Dayton Children’s offers curative treatment for sickle cell disease

Gene therapy, bone marrow transplant now provide cure for painful, chronic condition

Awo and her siblings

Dayton Children’s Hospital is giving patients that have been living with sickle cell disease a new beginning through two different curative treatments in partnership with Nationwide Children’s Hospital.

Sickle cell disease is a lifelong genetic disease that affects the red blood cells. Typically, red blood cells are oval-shaped but in individuals with sickle cell disease, the red blood cells become “sickled” in shape like a crescent moon. This can cause the cells to become stuck in small blood vessels. Individuals can experience pain and anemia and are at increased risk for strokes, organ damage, infections, and other serious health problems. Treatment for sickle cell varies from patient to patient but typically involves treating ‘pain crises,’ which can develop due to weather or overexertion.

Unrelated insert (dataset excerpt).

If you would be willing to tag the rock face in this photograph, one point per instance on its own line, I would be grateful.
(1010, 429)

The new treatments available for sickle cell patients include gene therapy, which was recently approved by the Food and Drug Administration (FDA) and bone marrow transplant. Both treatments are available to eligible patients through the cellular therapy program, a collaboration between Nationwide Children’s Hospital and Dayton Children’s. This one program, two campus approach allows Dayton-area families to stay close to home for most of their care, while receiving expert transplant care from Nationwide Children’s, one of the top ten children’s cancer hospitals in the country. Nurse coordinators and hematology/oncology providers on both teams work with and support families through the whole process to help them navigate the journey.

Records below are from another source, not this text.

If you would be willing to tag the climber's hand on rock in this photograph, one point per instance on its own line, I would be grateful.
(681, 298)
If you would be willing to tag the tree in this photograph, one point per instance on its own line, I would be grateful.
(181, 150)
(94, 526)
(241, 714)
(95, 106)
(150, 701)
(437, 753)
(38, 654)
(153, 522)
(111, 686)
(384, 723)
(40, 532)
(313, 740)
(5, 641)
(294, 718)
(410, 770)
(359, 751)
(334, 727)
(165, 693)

“Sickle cell disease has long been known as a chronic, debilitating illness that affects thousands of children and adults,” said Mukund Dole, MD, pediatric hematologist and oncologist at Dayton Children’s. “I am humbled to be able to offer these curative treatment options to our sickle cell patients and give them the opportunity to live a life free of pain from sickle cell disease.”

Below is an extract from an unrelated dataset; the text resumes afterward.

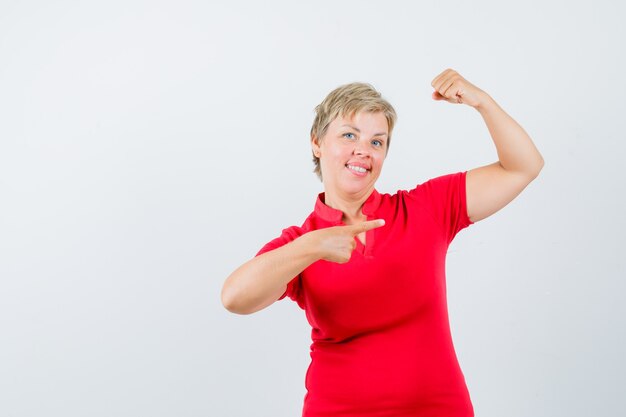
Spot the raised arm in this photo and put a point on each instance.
(491, 187)
(259, 282)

treatment using gene therapy

In December 2023, the FDA approved two different gene therapy treatments, Casgevy and Lyfgenia, for sickle cell disease for patients 12 years and older. According to the FDA, the therapies are produced from the patients’ own blood stem cells, which are modified then given back as a one-time, single-dose infusion as part of a stem cell transplant. Prior to treatment, a patients’ own stem cells are collected, and then the patient must undergo high-dose chemotherapy, a process that removes cells from the bone marrow so they can be replaced with the modified cells. Following treatment, the patient is required to take medication to prevent rejection of the stem cells.

Dayton Children’s works with Nationwide Children’s to administer these therapies to eligible patients.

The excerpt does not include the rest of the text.